Toutefois on imita avec plus ou moins de bonheur. Bentivoglio, en Italie, calqua Tite Live, et seroit éloquent s'il n'étoit affecté. Davila, Guicciardini et Fra Paolo eurent plus de simplicité, et Mariana, en Espagne, déploya d'assez beaux talents; malheureusement ce fougueux jésuite déshonora un genre de littérature dont le premier mérite est l'impartialité. Hume, Robertson et Gibbon ont plus ou moins suivi ou Salluste ou Tacite; mais ce dernier historien a produit deux hommes aussi grands que lui-même, Machiavel et Montesquieu.

Néanmoins Tacite doit être choisi pour modèle avec précaution; il y a moins d'inconvénients à s'attacher à Tite Live. L'éloquence du premier lui est trop particulière pour être tentée par quiconque n'a pas

son génie. Tacite, Machiavel et Montesquieu ont formé une école dangereuse, en introduisant ces mots ambitieux, ces phrases sèches, ces tours prompts qui, sous une apparence de brièveté, touchent à l'obscur et au mauvais goût.

Laissons donc ce style à ces génies immortels, qui, par diverses causes, se sont créé un genre à part; genre qu'eux seuls pouvoient soutenir et qu'il est périlleux d'imiter. Rappelons-nous que les écrivains des beaux siècles littéraires ont ignoré cette concision affectée d'idées et de langage. Les pensées des Tite Live et des Bossuet sont abondantes et enchaînées les unes aux autres; chaque mot chez eux naît du mot qui l'a précédé et devient le germe du mot qui va le suivre. Ce n'est pas par bonds, par intervalles et en ligne droite que coulent les grands fleuves (si nous pouvons employer cette image): ils amènent longuement de leur source un flot qui grossit sans cesse; leurs détours sont larges dans les plaines; ils embrassent de leurs orbes immenses les cités et les forêts, et portent à l'Océan agrandi des eaux capables de combler ces gouffres.

CHAPITRE IV.

POURQUOI LES FRANÇOIS N'ONT QUE DES MÉMOIRES.

Autre question qui regarde entièrement les François pourquoi n'avons-nous que des mémoires au lieu d'histoire, et pourquoi ces mémoires sont-ils pour la plupart excellents?
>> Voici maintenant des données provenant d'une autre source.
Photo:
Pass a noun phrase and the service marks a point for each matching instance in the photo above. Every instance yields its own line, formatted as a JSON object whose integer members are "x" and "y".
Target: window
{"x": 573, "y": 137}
Le François a été dans tous les temps, même lorsqu'il étoit barbare, vain, léger et sociable. Il réfléchit peu sur l'ensemble des objets, mais il observe curieusement les détails, et son coup d'œil est prompt, sûr et délié il faut toujours qu'il soit en scène, et il ne peut consentir, même comme historien, à disparoître tout à fait. Les mémoires lui laissent la liberté de se livrer à son génie. Là, sans quitter le théâtre, il rapporte ses observations, toujours fines et quelquefois profondes. Il aime à dire : J'étois là, le roi me dit... J'appris du prince... Je conscillai, je prèvis le bien, le mal. Son amour-propre se satisfait ainsi; il étale son esprit devant le lecteur, et le désir qu'il a de se montrer penseur ingénieux le conduit souvent à bien penser. De plus, dans ce genre d'histoire il n'est pas obligé de renoncer à ses passions, dont il se détache avec peine. Il s'enthousiasme pour telle ou telle cause, tel ou tel personnage; et, tantôt insultant le parti opposé, tantôt se raillant du sien, il exerce à la fois sa vengeance et sa malice.